The one-hour documentary looks at the former North Carolina governor's role in the emergence of progressive politics in the South; it premieres April 4

A one-hour documentary about former North Carolina Gov. Terry Sanford's role in the emergence of progressive politics in the South will premiere on television stations nationwide at 9 p.m. April 4.

 

 In North Carolina, UNC-TV will follow its broadcast of Thomas Lennon's film, "Terry Sanford and the New South," with an hour-long tribute to Sanford, titled "Terry Sanford Life & Legacy."

 

 At Duke University, where Sanford served as president for 16 years, the Terry Sanford Institute of Public Policy will screen the documentary April 4 in several lecture halls, and the public is invited to attend.

 

 The 9 p.m. screening will be preceded by the showing of a panel discussion about Sanford, which was taped at last year's Full Frame Documentary Film Festival and moderated by former PBS and CNN anchor Judy Woodruff. Panelists were:

-- James B. Hunt Jr., former governor of North Carolina (1977-1985 and 1993-2001);

-- Al Hunt, executive editor of Bloomberg News, Washington, D.C.;

-- Hodding Carter III, professor of leadership and public policy at the University of North Carolina at Chapel Hill; former president and CEO of the Knight Foundation;

-- Dan Blue, a member of the North Carolina House of Representatives;

-- Filmmaker Lennon, who has won two national Emmys, two George Foster Peabody awards, the duPont-Columbia, an Academy Award nomination and many other awards.

 

 "Terry Sanford and the New South" features interviews with vice presidential candidate John Edwards, former Gov. James B. Hunt, civil rights leader Vernon Jordan and Sanford's wife, Margaret Rose Sanford. Pulitzer Prize-winning journalist Richard Ben Cramer narrates the film.

 

 "During my campaign for president and vice president I was asked a number of times who my political hero was," said John Edwards in "Terry Sanford and the New South." "And my answer was Terry Sanford. Very few people outside of North Carolina knew who I was talking about -- [b]ut that's because his story hasn't been told."

 

Once in office, Sanford charmed and cajoled an all-white, mostly rural, deeply conservative legislature as he pushed his vision for a New South. In 1962-63, as the civil rights movement came to a boil, Sanford grew increasingly outspoken. The film charts the emergence of this back-slapping, cigar-smoking Southern white politician as a forceful agent of racial change. Four days after Ala. Gov. George Wallace famously called for "Segregation now -- segregation forever," Sanford replied, "The time has come for American citizens to quit unfair discrimination, and to give the Negro a full chance to earn a decent living for his family and to contribute high standards for himself and for all men."

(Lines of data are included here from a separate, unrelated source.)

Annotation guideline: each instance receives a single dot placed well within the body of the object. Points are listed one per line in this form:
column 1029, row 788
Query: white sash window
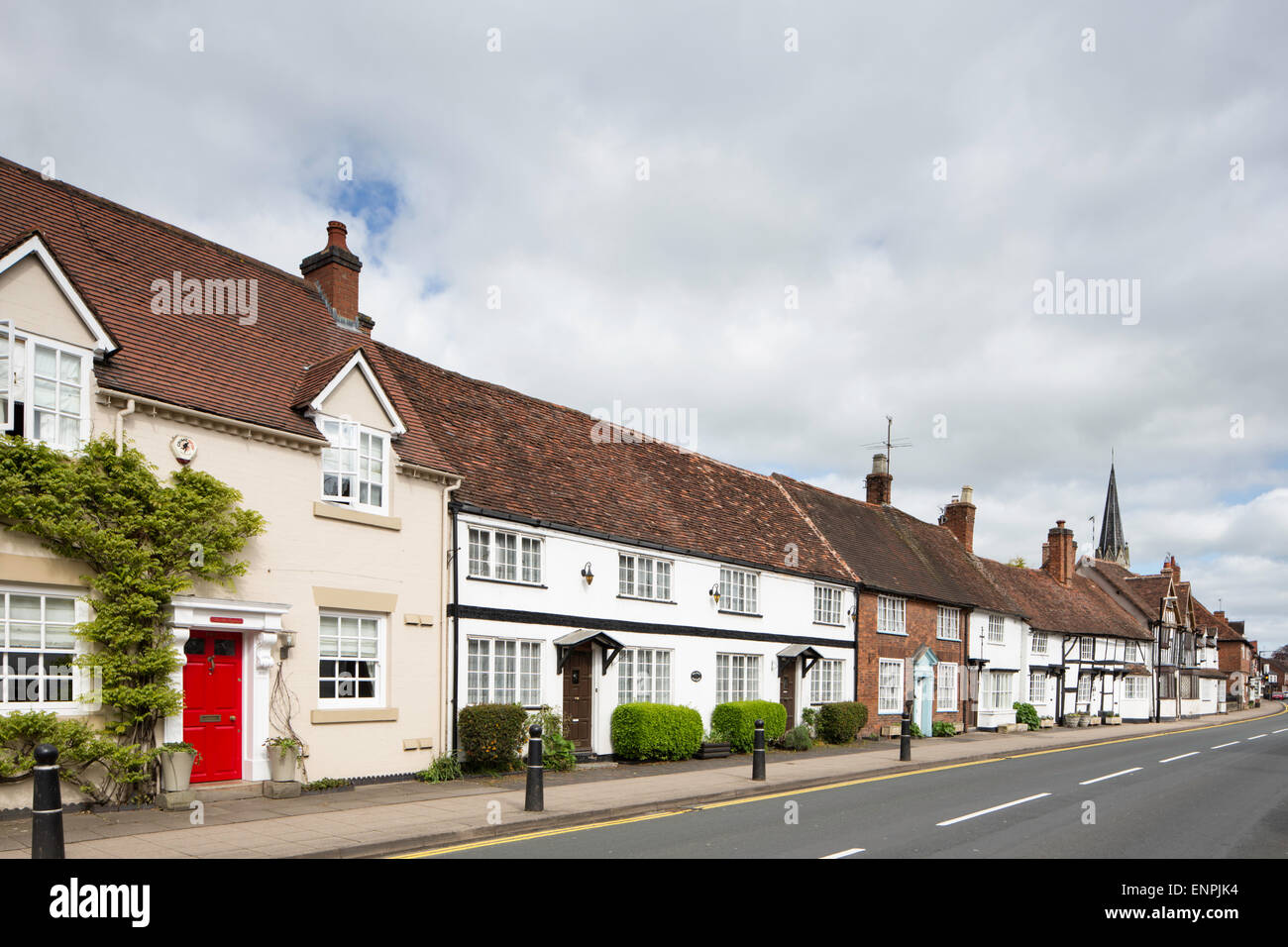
column 355, row 466
column 44, row 390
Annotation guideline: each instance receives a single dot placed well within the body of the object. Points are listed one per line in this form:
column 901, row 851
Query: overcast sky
column 911, row 169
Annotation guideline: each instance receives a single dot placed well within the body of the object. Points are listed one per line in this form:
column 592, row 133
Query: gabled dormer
column 353, row 410
column 50, row 338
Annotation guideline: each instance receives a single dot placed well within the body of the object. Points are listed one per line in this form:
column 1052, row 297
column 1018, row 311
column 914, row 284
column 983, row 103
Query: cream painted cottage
column 336, row 634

By the time Sanford's term ended, he'd delivered IBM to North Carolina, waged war on poverty, hiked the minimum wage and created a model for Head Start.

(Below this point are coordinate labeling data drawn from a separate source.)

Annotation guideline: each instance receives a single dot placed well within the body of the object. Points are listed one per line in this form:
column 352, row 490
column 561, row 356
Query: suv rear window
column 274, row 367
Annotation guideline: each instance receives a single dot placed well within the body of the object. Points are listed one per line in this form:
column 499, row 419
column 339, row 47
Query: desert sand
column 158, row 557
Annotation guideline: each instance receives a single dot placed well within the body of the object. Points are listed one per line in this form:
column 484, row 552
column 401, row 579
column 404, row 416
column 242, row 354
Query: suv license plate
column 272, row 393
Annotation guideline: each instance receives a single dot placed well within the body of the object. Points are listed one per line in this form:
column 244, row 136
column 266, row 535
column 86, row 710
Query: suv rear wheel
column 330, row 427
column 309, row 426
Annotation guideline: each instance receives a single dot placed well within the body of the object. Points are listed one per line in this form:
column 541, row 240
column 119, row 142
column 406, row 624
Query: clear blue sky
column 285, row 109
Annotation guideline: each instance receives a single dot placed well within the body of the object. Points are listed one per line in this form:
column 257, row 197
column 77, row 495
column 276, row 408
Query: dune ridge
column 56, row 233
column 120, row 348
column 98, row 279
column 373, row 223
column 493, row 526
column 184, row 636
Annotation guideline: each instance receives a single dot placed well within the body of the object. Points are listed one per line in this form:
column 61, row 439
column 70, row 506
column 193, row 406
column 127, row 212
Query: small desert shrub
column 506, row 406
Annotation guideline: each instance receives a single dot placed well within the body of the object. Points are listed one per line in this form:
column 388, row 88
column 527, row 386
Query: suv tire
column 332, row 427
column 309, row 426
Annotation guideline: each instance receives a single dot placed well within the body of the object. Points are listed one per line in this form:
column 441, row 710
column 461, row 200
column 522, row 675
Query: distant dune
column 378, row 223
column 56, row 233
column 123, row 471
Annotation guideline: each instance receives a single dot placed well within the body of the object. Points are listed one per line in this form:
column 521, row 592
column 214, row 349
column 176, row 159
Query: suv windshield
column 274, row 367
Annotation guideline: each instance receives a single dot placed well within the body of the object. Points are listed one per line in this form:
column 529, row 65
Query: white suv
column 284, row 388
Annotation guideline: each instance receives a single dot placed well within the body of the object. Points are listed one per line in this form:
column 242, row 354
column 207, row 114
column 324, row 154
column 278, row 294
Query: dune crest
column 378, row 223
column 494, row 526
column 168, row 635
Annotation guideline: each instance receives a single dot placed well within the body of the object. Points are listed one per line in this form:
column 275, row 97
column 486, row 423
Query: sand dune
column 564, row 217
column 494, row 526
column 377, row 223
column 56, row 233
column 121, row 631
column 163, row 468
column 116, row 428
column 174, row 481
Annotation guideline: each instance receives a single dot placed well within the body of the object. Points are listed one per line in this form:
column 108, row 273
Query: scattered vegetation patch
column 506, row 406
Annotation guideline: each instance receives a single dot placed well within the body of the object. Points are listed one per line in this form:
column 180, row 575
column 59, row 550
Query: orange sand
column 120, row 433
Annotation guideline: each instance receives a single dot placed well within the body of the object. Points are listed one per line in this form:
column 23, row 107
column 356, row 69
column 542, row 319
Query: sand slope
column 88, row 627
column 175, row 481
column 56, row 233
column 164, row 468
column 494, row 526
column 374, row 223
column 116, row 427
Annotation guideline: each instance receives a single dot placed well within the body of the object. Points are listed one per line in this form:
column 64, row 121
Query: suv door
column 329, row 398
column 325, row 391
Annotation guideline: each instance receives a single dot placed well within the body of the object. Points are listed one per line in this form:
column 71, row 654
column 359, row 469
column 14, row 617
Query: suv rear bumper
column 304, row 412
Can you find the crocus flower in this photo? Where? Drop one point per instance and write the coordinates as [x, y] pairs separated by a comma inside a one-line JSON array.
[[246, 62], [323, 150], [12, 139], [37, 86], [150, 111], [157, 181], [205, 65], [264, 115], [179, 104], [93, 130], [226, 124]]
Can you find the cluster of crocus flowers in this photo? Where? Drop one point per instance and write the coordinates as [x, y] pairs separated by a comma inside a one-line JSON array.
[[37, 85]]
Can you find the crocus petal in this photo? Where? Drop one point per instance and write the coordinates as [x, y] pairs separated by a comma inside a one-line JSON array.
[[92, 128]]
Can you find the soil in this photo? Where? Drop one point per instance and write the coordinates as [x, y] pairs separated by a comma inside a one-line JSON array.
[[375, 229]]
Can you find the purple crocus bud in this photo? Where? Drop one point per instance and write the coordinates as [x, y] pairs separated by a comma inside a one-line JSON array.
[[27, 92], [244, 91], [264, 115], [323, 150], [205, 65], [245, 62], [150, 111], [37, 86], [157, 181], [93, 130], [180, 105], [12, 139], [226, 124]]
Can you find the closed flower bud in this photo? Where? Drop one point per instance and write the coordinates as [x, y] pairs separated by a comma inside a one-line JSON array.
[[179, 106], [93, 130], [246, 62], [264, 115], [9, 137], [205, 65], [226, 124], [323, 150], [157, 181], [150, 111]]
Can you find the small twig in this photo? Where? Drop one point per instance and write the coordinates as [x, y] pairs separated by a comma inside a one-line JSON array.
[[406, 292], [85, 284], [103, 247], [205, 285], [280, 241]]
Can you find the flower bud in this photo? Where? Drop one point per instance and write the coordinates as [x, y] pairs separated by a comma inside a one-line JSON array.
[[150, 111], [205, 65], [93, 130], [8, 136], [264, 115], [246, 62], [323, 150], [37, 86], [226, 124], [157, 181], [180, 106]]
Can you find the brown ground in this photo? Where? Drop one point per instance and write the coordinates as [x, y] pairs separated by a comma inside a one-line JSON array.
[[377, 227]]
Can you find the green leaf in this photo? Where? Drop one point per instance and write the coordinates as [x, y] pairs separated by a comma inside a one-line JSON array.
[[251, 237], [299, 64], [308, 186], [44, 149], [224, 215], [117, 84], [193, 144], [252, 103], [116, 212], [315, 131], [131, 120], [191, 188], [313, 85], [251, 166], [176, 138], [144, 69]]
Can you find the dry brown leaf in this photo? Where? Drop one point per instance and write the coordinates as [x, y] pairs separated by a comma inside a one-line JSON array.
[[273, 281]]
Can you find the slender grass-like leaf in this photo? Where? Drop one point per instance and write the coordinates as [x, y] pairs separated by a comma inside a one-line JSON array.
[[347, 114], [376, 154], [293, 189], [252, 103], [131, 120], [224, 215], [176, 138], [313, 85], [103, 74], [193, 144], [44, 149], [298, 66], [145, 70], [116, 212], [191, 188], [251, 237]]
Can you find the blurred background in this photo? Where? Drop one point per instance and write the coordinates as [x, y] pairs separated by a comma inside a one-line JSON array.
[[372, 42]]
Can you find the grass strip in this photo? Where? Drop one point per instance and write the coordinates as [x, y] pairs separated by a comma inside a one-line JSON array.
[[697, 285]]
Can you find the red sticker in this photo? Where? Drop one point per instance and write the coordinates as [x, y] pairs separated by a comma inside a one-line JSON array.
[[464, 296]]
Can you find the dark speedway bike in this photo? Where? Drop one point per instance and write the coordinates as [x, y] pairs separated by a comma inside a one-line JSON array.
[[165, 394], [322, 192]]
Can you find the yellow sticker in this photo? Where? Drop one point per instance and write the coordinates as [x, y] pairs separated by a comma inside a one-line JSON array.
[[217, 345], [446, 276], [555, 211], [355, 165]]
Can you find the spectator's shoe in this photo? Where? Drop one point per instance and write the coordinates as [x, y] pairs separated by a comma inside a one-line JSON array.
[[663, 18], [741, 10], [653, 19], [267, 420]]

After he left office, he forged a new career in education as president of Duke, where he created the school's public policy program. He later served as a U.S. senator (1987-1993) and launched two failed bids for the U.S. presidency.

"Terry Sanford and the New South" is a production of Thirteen/WNET New York, co-produced in association with Duke University and the Center for Documentary Studies, and in association with Thomas Lennon Films and UNC-TV.